The same goes for the Panama Canal. While Hutchison-Whampoa, a shipping company affiliated with the People's Liberation Army, has 50-year leases on facilities at Cristobal and Balboa on both ends of the canal, concerns the Chinese military will turn the waterway into a strategic security asset appear unfounded.

The Panama Canal is not what it used to be, at least to countries in the Western Hemisphere. It cannot handle US aircraft carriers, supertankers or other vessels over 100,000 tons. The 670,000 barrels per day of oil and oil products that transit the canal, assuming every drop went to the United States, would amount to only 6.9 percent of US crude imports and 3.6 percent of consumption.

The canal now handles some 15 percent of goods entering or leaving the United States, including 40 percent of grain exports. Statistics from the Panama Canal's Web site point to substantially greater Asian dependence on the canal than US dependence. Atlantic-to-Pacific traffic through the canal in 1997 amounted to 74.2 million tons, while Pacific-to-Atlantic traffic amounted to 115.5 million tons. Without major improvements, the canal will become obsolete within a decade.

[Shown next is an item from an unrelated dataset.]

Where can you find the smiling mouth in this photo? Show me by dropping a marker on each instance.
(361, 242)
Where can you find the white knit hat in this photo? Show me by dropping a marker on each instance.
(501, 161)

Moreover, China's attempts to plant a larger economic and trade footprint in the region also appear half-hearted. Money invested thus far in nourishing more beneficial trade relationships has been miniscule. During his trip, Jiang pledged US$400 million in loans to Cuba. This is a mere fraction of the between $6 billion and $7 billion in direct cash subsidies the Soviet Union provided throughout the Cold War. In Venezuela, Jiang struck a $20 million energy deal. By comparison, Venezuela recently signed a five-year oil deal with Cuba for approximately $5 billion.

China also has little to offer on trade. While commodities are its strength, high-tech exports - which the region most desperately seeks - are not. And, in some areas, Chinese commodities would directly compete with domestic production in many Latin American countries.

Clearly, Beijing must expand exponentially what it can offer or it will never be able to compete with the United States, which accounts for half of all imports and exports in the region, the European Union's trade expansion or even Taiwan. Taiwan already has invested heavily in Paraguay, as well as in portions of Central America.

China's strategy to expand its influence in Latin America barely can be described as a strategy. Its efforts to nurture new security and trade alliances have been an inch deep and a mile wide. Unless it back up its rhetoric with hard cash and can offer the region the same or more than the United States, Europe and others, it will gain only a marginal influence in Latin America.